За пешими белыми появились повозки. Солдаты к мосту рвутся, палят в нас. У нас то один падает, то другой. Подводы сгрудились, мы не знаем, что делать, Андрюша кричит:

— Огонь! Огонь!

Смотрим, белые на мост бегут.

Тут Андрей махнул рукой. Микиша подпрыгнул к бочке и вышиб обухом днище. Керосин как хлынет! Микиша отбежал и кинул в лужу гранату. Белые уже на мост вступили. Граната кувырком да в керосин, да как ахнет! И начало пластать! Пламя заиграло, дым пошел.

Мой Игренько задрал башку, рвется из оглобель. Толкает меня. Я иду взад пятки. Затолкал меня в тюремный двор.

— Да чего мне с тобой делать, дурак! — говорю ему чуть не со слезами.

Наконец вывела я Игренька, смотрю и ничего понять не могу. Своих не узнаю. Бестолочь, суета какая-то. Строятся цепи, куда-то идут, вершные скачут, стрельба, «ура» кричат.

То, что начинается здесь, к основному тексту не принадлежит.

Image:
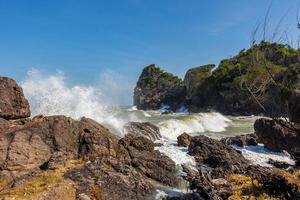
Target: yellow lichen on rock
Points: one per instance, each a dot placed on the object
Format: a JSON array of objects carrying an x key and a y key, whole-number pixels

Потом все стихло. Нас, подвозчих, погнали в город на площадь. Тут меня и нашел Прокопий. Он пришел весь измазанный, как трубочист.

VII

В городе мы продержались до утра, пришлось нам уходить. Городские отряды грузились в вагоны, а мы пошли по тракту. Помню, около станции надо было с дороги сворачивать. Броневик испортился, и его гужом везли к вокзалу. Запрягли двенадцать лошадей, понужают их, кричат. Лошадки все в мыле, изнатужились, зубы оскалили. Я глядеть на них не могла.

А оставить машину никак нельзя. Такие-то машины да отдавать белым — пробросаешься.

Дошли мы до села. Солнце встало, птицы запели. Слышим, в городе звонят «во вся». Буржуи встречают белых.

Широка была дороженька, по которой мы отступали! Колеи пролегали в несколько рядов. Затянуло их травой. Посередине, по песочной дороге, по солнцепеку подводы шли, а пешие по опушке, в прохладе.